Charles-François Daubigny (born February 15, 1817, Paris, France—died February 19, 1878, Paris) was a French painter whose landscapes introduced into the naturalism of the mid-19th century an overriding concern for the accurate analysis and depiction of natural light through the use of colour, greatly influencing the Impressionist painters of the late 19th century.

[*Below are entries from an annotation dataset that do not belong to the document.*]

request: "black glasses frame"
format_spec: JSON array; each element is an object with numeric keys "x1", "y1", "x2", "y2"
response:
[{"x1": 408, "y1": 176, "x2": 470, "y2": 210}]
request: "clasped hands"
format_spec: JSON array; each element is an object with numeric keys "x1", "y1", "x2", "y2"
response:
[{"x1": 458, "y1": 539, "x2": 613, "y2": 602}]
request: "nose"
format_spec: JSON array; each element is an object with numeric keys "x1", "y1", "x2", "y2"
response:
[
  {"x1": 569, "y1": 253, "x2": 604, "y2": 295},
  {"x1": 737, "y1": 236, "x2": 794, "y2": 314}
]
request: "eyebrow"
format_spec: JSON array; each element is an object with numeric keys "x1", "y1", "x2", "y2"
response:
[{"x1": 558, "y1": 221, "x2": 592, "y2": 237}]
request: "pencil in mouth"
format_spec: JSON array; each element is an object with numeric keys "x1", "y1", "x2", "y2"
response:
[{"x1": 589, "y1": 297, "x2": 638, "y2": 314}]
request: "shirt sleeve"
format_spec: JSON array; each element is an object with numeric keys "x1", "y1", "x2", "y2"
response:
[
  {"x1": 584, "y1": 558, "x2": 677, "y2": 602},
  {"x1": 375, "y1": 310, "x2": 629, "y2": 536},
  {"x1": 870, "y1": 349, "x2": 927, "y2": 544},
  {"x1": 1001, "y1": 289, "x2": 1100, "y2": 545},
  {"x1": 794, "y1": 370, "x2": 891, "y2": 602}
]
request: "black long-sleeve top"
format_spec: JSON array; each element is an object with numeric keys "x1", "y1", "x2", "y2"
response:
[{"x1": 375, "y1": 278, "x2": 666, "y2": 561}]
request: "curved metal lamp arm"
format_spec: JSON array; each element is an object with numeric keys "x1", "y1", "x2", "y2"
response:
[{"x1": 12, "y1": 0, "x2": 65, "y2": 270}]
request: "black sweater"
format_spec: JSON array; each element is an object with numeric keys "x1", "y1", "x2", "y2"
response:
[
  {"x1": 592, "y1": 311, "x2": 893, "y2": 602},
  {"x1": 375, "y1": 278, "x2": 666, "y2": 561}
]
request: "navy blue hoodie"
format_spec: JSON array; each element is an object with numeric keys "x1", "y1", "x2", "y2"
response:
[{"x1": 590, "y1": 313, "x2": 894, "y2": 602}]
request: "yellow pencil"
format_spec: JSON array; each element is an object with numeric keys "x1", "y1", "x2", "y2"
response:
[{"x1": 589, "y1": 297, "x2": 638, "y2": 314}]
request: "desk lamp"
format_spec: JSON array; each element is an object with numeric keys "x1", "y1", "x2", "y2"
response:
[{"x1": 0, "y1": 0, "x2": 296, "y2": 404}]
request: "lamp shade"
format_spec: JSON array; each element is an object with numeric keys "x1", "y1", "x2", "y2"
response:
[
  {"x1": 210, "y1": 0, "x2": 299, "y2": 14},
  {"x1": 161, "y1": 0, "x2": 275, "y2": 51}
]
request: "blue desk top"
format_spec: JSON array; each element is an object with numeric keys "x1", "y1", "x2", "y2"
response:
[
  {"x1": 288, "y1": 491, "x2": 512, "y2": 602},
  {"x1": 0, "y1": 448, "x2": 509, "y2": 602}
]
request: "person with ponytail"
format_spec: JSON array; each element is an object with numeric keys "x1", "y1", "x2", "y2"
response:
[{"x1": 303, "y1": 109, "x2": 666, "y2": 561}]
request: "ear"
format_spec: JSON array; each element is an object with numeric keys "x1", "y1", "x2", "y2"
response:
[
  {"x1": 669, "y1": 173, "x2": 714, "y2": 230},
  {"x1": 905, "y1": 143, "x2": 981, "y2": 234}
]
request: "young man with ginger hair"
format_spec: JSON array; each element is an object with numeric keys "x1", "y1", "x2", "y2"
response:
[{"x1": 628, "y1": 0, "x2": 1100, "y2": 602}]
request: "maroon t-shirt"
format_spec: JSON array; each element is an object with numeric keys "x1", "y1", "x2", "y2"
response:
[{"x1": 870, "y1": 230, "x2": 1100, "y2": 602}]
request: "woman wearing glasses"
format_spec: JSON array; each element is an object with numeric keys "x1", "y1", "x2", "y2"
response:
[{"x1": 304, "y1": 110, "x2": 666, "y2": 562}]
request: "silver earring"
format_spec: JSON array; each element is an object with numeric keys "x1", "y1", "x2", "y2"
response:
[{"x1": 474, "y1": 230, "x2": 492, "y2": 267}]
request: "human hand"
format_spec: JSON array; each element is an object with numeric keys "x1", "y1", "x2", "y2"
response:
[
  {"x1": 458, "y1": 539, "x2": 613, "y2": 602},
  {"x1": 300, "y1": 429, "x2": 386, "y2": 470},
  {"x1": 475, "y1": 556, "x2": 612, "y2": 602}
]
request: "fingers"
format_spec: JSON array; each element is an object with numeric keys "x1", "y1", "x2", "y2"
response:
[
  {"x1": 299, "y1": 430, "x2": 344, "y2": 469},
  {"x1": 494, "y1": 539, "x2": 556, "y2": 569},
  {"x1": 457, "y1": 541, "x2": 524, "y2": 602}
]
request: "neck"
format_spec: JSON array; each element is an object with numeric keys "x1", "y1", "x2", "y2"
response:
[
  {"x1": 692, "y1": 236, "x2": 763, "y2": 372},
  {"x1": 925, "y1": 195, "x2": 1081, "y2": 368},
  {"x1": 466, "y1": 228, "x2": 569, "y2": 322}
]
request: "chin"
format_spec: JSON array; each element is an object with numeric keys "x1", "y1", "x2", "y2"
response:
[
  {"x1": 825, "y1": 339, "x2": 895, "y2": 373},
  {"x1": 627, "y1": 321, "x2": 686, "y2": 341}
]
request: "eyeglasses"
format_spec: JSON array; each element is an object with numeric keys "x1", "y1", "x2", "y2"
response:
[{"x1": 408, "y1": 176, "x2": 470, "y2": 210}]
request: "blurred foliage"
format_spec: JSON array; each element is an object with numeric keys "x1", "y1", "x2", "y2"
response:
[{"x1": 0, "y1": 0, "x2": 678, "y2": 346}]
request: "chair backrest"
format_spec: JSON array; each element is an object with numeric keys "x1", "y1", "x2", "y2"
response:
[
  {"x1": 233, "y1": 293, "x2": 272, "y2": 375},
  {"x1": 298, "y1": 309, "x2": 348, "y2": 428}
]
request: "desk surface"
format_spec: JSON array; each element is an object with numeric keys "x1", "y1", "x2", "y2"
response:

In 1836, after a year-long study of the paintings of Old Masters in Italy, Daubigny returned to Paris and began to paint historical and religious works. In 1838, the same year he enrolled in the class of Paul Delaroche at the École des Beaux-Arts, he exhibited at the official Salon for the first time.
In his youth he had illustrated books, but his true leanings were toward landscape painting as practiced by the Barbizon school, an informal association of painters who rebelled against the formulas of traditional landscape painting in favour of working out-of-doors, directly from nature. Like Camille Corot, Daubigny painted in the Morvan district, and in 1852, after the two had met, Daubigny’s work began to depend on a strict observation of tonal values fortified by a concealed but indispensable minimum of compositional structure. Such works, though calm and unspectacular, soon gained success, one of them, Spring (1857), being bought by the emperor Napoleon III in 1857. Later in the 1850s, Daubigny’s style, though still restrained, began to express a more personal lyricism. He increasingly employed graduated light reflections from surfaces to give effects of space; such methods also were directed at conveying a momentary impression of the landscape.
Although associated with the Barbizon school, Daubigny never lived among them; he is best seen as a link between the more classically organized naturalism of Corot and the less-formal visual receptiveness of his young friends Claude Monet and Alfred Sisley.